Secondo Legambiente, solo un quarto di tutto l’amianto installato è stato rimosso, con tempi di rimozione per quello restante fra i 70 e i 75 anni. Anche in questo caso i dati potrebbero essere sottostimati. Secondo la Direzione generale del Ministero della salute, potrebbero servire fino a 100 anni, sulla base di una previsione, datata 1992, di 23 milioni di tonnellate di materiale da rimuovere. Tuttavia, come abbiamo visto, di amianto ce ne potrebbe essere quasi il doppio. I ritardi, secondo Ezio Bonanni, sono legati all’ambiguità della legge 257/1992, che impone l’obbligo di rimozione solo dell’amianto friabile. Come già detto però, il rischio che dopo 30 anni l’amianto compatto si sia sfibrato è alto, e questo impone valutazioni di rischio che spesso non vengono fatte.
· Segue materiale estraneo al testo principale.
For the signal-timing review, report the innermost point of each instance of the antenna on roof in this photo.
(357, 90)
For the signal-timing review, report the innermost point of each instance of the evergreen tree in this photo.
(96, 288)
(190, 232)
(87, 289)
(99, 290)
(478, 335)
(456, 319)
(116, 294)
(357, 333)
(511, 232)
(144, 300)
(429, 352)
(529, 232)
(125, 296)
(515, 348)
«In Italia non esiste un obbligo di rimozione. L’obbligo di rimozione esiste solo qualora l’amianto possa diventare un pericolo per la salute pubblica – spiega Fabrizio Protti del SAN – e questo vuole dire che di fatto anche una scuola con amianto se rispetta le normative per la prevenzione del rischio, è una scuola che può stare in esercizio. Di fatto esistono delle procedure che potrebbero garantire, anzi che devono garantire, se fossero applicate, la sicurezza degli edifici».
Il decreto del Ministero della Salute del 6 settembre 1994 prescrive che, in un edificio pubblico o comunque frequentato da lavoratori in cui sia presente eternit, deve essere identificato un responsabile del rischio amianto. Questa figura ha il compito di censire gli elementi in cemento amianto nell’edificio e occuparsi della prevenzione del rischio informando i frequentatori.
«Questa figura professionale – secondo Protti – è una figura cardine, ma che in Italia non è regolamentata se non in tre regioni, Piemonte, Liguria e Marche. Oggi fare il responsabile rischio amianto in una struttura sia pubblica sia privata è banalmente ridicolo, il ruolo viene svolto da personale che non ha né le competenze né le capacità».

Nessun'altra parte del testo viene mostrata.